Мы просидели в подвале ночь, потом день – вот тот, когда слушали, как расстреливали эти десять человек. Еще одна ночь… И наконец одиннадцатого числа утром на «студебеккере» приехал СМЕРШ, особист нашего дивизиона и забрал нас. Я его спросил, значит, в отношении медали. Он говорит: дурак, скажи спасибо, что тебя еле выцарапали. Пришлось обращаться к самому командующему фронтом. А ты – медаль.
– Ион Лазаревич, в вашей книге сказано и о том, что вы были разведчиком, ходили в разведку в немецкий тыл.
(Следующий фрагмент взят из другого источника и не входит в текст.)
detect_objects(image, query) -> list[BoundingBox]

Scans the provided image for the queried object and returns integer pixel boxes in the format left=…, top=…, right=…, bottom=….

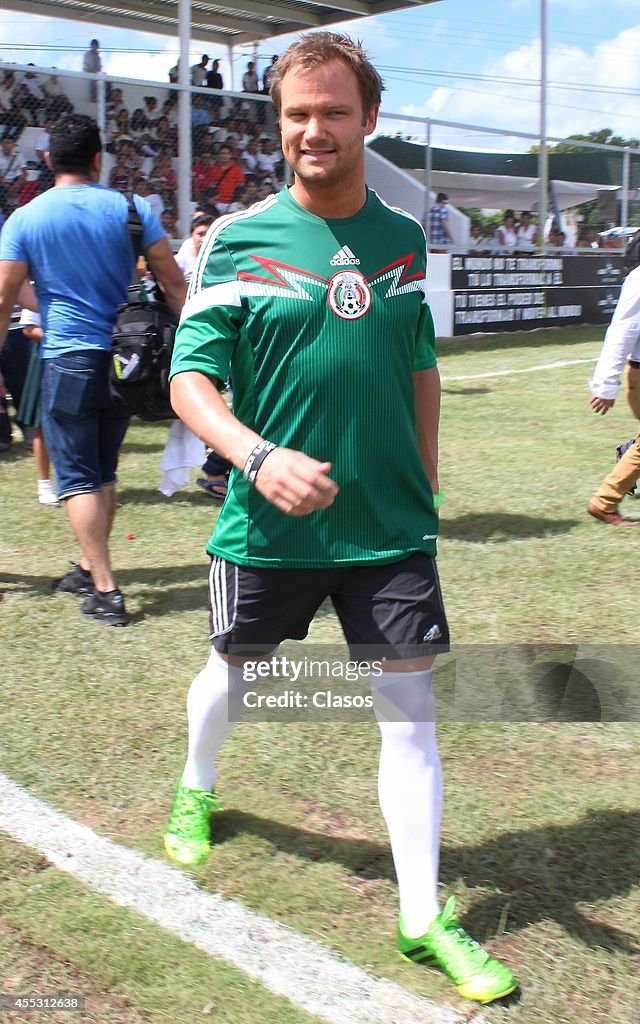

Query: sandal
left=196, top=476, right=228, bottom=500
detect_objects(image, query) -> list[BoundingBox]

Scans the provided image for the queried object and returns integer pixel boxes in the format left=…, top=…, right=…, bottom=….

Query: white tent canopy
left=405, top=169, right=618, bottom=213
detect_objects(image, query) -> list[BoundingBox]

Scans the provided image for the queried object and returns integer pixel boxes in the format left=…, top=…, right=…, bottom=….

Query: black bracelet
left=243, top=440, right=277, bottom=484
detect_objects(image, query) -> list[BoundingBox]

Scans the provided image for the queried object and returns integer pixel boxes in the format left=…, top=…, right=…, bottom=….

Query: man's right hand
left=254, top=447, right=339, bottom=516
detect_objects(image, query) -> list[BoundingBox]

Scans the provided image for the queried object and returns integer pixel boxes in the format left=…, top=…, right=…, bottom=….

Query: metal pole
left=425, top=119, right=432, bottom=239
left=621, top=148, right=630, bottom=229
left=227, top=44, right=235, bottom=91
left=96, top=77, right=107, bottom=185
left=538, top=0, right=548, bottom=249
left=177, top=0, right=192, bottom=238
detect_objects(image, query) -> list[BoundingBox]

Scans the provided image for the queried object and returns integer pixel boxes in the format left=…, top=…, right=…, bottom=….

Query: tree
left=530, top=129, right=640, bottom=154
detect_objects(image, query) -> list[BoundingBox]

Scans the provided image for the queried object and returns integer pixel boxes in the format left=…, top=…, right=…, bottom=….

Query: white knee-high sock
left=372, top=669, right=443, bottom=938
left=182, top=648, right=249, bottom=792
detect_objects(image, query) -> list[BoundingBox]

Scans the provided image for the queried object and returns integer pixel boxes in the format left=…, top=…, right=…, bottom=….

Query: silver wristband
left=242, top=440, right=277, bottom=484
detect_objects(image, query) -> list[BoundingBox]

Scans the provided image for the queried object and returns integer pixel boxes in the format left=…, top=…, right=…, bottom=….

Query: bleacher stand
left=0, top=63, right=286, bottom=238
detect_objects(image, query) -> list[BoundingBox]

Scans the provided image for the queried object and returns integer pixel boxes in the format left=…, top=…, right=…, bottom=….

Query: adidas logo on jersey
left=330, top=245, right=360, bottom=266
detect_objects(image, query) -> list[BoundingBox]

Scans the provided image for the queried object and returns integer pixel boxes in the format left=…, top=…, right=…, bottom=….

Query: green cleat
left=398, top=896, right=517, bottom=1005
left=164, top=778, right=223, bottom=866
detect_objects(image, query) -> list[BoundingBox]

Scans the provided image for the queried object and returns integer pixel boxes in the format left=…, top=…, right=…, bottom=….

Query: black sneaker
left=51, top=562, right=94, bottom=595
left=81, top=588, right=129, bottom=626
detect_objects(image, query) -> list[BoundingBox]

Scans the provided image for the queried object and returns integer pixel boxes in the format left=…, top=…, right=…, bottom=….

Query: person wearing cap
left=428, top=192, right=452, bottom=252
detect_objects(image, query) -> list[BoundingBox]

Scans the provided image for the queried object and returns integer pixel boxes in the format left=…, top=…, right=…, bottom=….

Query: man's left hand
left=590, top=395, right=615, bottom=415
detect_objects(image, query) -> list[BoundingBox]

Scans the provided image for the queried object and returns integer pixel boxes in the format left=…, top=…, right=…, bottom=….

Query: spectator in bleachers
left=134, top=175, right=164, bottom=220
left=16, top=67, right=47, bottom=125
left=577, top=227, right=600, bottom=249
left=0, top=71, right=27, bottom=141
left=191, top=55, right=210, bottom=88
left=240, top=137, right=260, bottom=174
left=83, top=39, right=102, bottom=101
left=225, top=175, right=262, bottom=212
left=206, top=59, right=223, bottom=90
left=467, top=222, right=487, bottom=250
left=257, top=177, right=276, bottom=200
left=515, top=210, right=538, bottom=248
left=150, top=115, right=175, bottom=154
left=495, top=209, right=517, bottom=249
left=108, top=109, right=131, bottom=149
left=119, top=138, right=142, bottom=174
left=160, top=208, right=178, bottom=237
left=34, top=114, right=55, bottom=162
left=208, top=144, right=244, bottom=211
left=547, top=226, right=567, bottom=248
left=175, top=212, right=214, bottom=283
left=106, top=87, right=126, bottom=123
left=148, top=146, right=176, bottom=193
left=108, top=150, right=134, bottom=194
left=262, top=55, right=278, bottom=95
left=231, top=120, right=252, bottom=152
left=42, top=75, right=73, bottom=120
left=192, top=148, right=218, bottom=203
left=162, top=95, right=178, bottom=128
left=168, top=59, right=179, bottom=84
left=143, top=95, right=159, bottom=126
left=129, top=108, right=151, bottom=146
left=242, top=61, right=260, bottom=94
left=191, top=93, right=212, bottom=146
left=256, top=136, right=282, bottom=178
left=0, top=136, right=27, bottom=212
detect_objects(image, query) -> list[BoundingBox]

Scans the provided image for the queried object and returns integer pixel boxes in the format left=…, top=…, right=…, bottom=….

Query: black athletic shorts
left=207, top=552, right=450, bottom=660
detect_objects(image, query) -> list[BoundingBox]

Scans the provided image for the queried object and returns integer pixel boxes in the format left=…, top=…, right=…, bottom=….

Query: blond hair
left=270, top=31, right=384, bottom=122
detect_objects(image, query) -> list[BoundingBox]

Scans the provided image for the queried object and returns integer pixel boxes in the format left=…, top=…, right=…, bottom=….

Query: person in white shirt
left=83, top=39, right=102, bottom=100
left=516, top=211, right=538, bottom=248
left=240, top=137, right=260, bottom=174
left=134, top=176, right=164, bottom=220
left=191, top=56, right=210, bottom=88
left=588, top=262, right=640, bottom=526
left=241, top=62, right=259, bottom=93
left=0, top=136, right=27, bottom=210
left=255, top=137, right=281, bottom=177
left=495, top=210, right=517, bottom=249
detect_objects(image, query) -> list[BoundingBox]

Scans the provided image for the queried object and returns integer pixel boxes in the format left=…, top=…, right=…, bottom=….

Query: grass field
left=1, top=324, right=639, bottom=1024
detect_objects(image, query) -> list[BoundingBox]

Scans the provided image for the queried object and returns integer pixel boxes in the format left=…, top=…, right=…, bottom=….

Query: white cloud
left=395, top=24, right=640, bottom=151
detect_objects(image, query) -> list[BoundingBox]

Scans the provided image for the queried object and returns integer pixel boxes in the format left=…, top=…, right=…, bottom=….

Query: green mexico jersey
left=170, top=186, right=440, bottom=568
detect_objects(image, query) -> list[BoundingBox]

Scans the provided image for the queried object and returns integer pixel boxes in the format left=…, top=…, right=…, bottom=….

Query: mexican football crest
left=327, top=270, right=371, bottom=320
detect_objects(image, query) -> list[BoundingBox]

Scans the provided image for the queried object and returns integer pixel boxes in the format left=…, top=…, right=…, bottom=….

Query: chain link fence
left=1, top=60, right=639, bottom=252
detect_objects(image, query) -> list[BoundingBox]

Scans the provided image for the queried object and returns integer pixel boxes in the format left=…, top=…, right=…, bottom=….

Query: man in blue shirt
left=0, top=114, right=186, bottom=625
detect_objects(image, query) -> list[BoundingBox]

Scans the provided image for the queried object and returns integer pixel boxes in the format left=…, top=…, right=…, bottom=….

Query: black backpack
left=109, top=198, right=178, bottom=421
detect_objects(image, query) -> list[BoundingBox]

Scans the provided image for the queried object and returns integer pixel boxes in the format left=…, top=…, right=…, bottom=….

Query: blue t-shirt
left=0, top=185, right=164, bottom=357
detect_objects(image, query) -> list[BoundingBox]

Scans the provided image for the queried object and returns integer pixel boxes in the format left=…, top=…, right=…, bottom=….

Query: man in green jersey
left=165, top=32, right=516, bottom=1005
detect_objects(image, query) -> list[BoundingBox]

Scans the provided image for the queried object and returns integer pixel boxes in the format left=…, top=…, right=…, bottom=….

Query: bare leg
left=32, top=429, right=50, bottom=481
left=64, top=485, right=118, bottom=592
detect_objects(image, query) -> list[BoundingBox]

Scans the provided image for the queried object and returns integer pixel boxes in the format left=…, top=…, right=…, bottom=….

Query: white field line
left=441, top=356, right=596, bottom=382
left=0, top=774, right=486, bottom=1024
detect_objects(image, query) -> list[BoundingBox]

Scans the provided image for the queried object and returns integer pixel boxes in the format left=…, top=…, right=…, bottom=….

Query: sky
left=1, top=0, right=639, bottom=152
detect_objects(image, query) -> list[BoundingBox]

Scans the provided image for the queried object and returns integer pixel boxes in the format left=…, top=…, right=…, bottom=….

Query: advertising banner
left=450, top=253, right=624, bottom=335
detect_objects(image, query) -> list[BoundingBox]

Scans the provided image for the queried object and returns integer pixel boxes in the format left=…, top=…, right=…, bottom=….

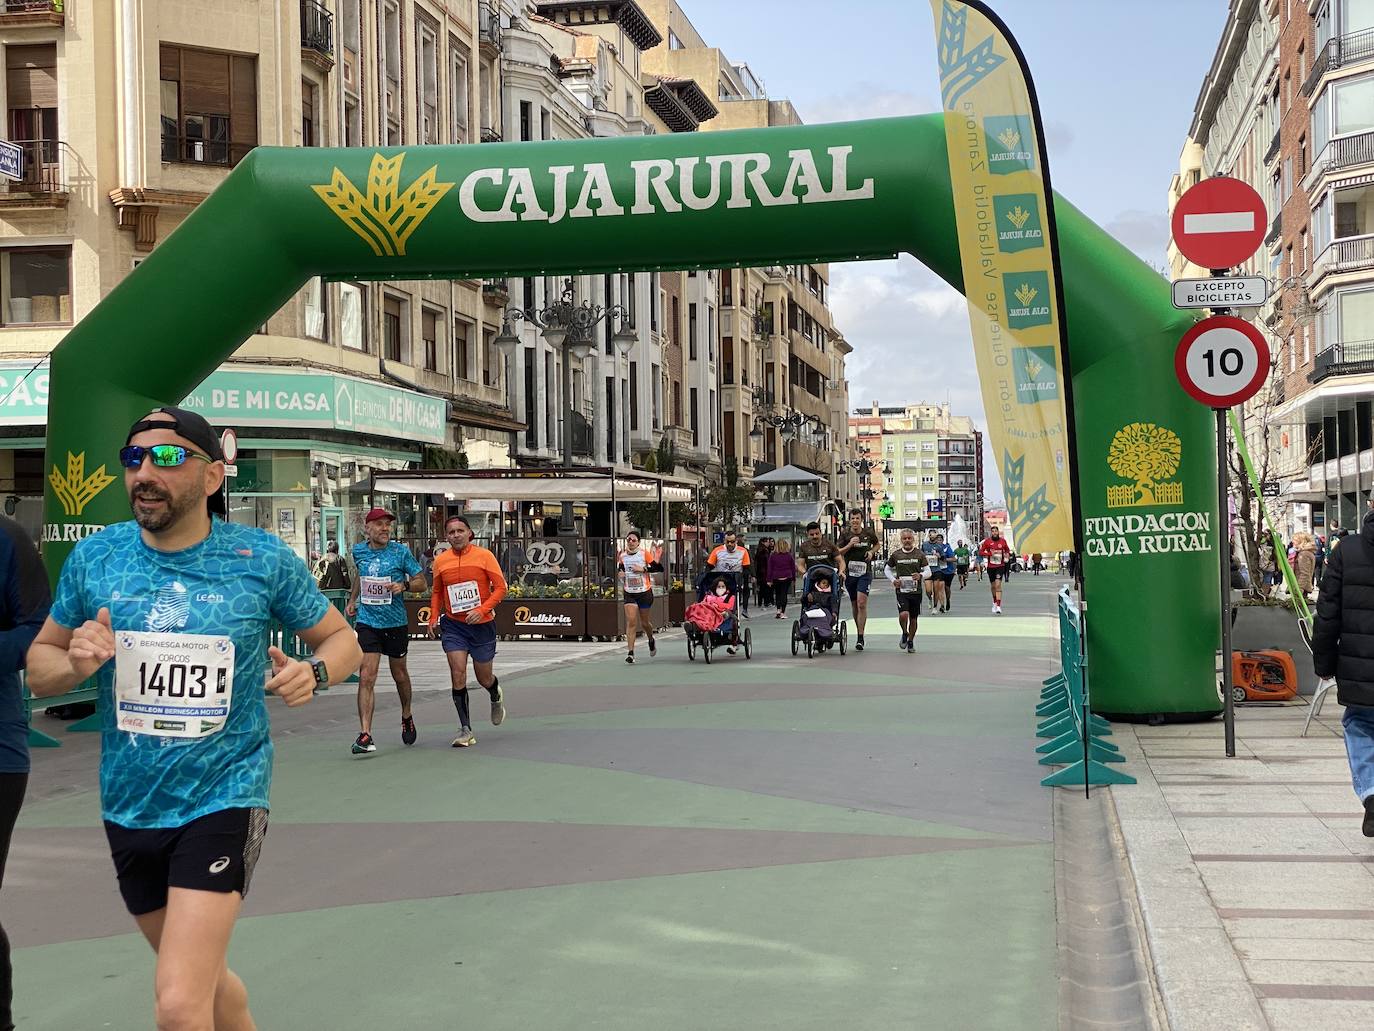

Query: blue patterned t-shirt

Это было в том же 42 году. Много у вас было таких ходок?
– Не много. Рейдов было в сравнительно глубокий тыл два. И как потом оказалось, это были поручения тоже НКВД. Цель была установление и поддержание связи с партизанами, которые были при Кубани и севернее в районе Армавира. Но я тогда о главной цели, какие там дела, не имел представления. Мне давалось задание, я выполнял задание. А что именно, подробности этого задания, они же до меня не доводились…
А в основном наша задача была – выявление целей для стрельбы бронепоезда. Артразведка. В основном мы имели дело с бронепоездом «Сибиряк». Второй бронепоезд, «Железнодорожник Кузбасса», был не на Бесланском направлении, а на Моздокском. Так что второй бронепоезд я даже почти не видел.
Мы корректировали огонь бронеплощадок, так что разведка у нас была ближняя. Разведка передней линии врага. А дальних разведок было только две.
– В 44 уже году командир дивизии, которой была придана ваша танковая бригада, представил вас по итогам боев на Героя Советского Союза. Которого в результате вам не дали. За что, почему?
– Господь Бог меня вел всю дорогу, по-видимому. Как хорошо, что я не получил этого Героя. Собственно, я и не знал, представил он меня или не представил. Там вообще была забавная вещь.
Накануне вечером, уже ночью фактически, был очень тяжелый бой с немецкими «пантерами». Наш батальон почти весь был уничтожен. Дело в том, что немцы применили необычную тактику: они впереди себя пустили пехотинцев, которые осветительными ракетами осветили нас. А танков мы не видели! Потому что их танки шли в полной темноте позади осветительных ракет. И «пантеры» уничтожали наши танки.